Authors: Reza Farahani (Alpen-Adria-Universität Klagenfurt, Austria), Mohammad Shojafar (University of Surry, UK), Christian Timmerer (Alpen-Adria-Universität Klagenfurt, Austria), Farzad Tashtarian (Alpen-Adria-Universität Klagenfurt, Austria), Mohammad Ghanbari (University of Essex, UK), and Hermann Hellwagner (Alpen-Adria-Universität Klagenfurt, Austria)

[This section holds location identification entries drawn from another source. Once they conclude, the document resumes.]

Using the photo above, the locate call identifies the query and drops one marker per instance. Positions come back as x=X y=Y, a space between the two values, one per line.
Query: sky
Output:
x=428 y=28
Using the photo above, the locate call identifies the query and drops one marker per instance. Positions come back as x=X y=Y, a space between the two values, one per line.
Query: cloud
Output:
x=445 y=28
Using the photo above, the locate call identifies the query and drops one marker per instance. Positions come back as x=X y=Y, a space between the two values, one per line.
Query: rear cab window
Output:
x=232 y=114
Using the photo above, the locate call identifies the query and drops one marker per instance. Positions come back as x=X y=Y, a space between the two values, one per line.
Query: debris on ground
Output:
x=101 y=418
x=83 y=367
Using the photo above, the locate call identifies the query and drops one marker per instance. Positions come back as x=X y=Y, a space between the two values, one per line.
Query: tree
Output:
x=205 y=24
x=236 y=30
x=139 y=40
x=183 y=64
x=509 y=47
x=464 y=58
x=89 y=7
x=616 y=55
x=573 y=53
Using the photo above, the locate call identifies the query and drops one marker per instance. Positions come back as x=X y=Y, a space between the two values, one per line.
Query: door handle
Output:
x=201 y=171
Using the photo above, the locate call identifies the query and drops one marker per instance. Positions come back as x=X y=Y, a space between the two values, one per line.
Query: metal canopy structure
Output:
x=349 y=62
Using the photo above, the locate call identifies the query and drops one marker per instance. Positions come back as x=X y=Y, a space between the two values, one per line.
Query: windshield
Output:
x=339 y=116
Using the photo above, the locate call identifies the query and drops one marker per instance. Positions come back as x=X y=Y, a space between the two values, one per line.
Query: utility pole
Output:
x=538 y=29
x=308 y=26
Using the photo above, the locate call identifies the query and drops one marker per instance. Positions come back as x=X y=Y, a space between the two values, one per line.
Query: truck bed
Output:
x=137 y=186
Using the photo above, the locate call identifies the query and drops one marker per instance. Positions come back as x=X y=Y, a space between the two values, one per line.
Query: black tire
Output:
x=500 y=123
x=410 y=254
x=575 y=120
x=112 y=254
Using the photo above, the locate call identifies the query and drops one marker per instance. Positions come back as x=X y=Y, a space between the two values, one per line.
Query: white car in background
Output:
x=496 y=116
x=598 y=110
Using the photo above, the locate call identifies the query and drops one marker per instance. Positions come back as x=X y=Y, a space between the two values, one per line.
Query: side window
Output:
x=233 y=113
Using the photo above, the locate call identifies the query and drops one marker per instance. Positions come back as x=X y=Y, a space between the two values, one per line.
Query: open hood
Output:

Abstract: With the ever-increasing demands for high-definition and low-latency video streaming applications, network-assisted video streaming schemes have become a promising complementary solution in the HTTP Adaptive Streaming (HAS) context to improve users’ Quality of Experience (QoE) as well as network utilization. Edge computing is considered one of the leading networking paradigms for designing such systems by providing video processing and caching close to the end-users. Despite the wide usage of this technology, designing network-assisted HAS architectures that support low-latency and high-quality video streaming, including edge collaboration is still a challenge. To address these issues, this article leverages the Software-Defined Networking (SDN), Network Function Virtualization (NFV), and edge computing paradigms to propose A collaboRative edge-Assisted framewoRk for HTTP Adaptive video sTreaming (ARARAT). Aiming at minimizing HAS clients’ serving time and network cost, besides considering available resources and all possible serving actions, we design a multi-layer architecture and formulate the problem as a centralized optimization model executed by the SDN controller. However, to cope with the high time complexity of the centralized model, we introduce three heuristic approaches that produce near-optimal solutions through efficient collaboration between the SDN controller and edge servers. Finally, we implement the ARARAT framework, conduct our experiments on a large-scale cloud-based testbed including 250 HAS players, and compare its effectiveness with state-of-the-art systems within comprehensive scenarios. The experimental results illustrate that the proposed ARARAT methods (i) improve users’ QoE by at least 47%, (ii) decrease the streaming cost, including bandwidth and computational costs, by at least 47%, and (iii) enhance network utilization, by at least 48% compared to state-of-the-art approaches.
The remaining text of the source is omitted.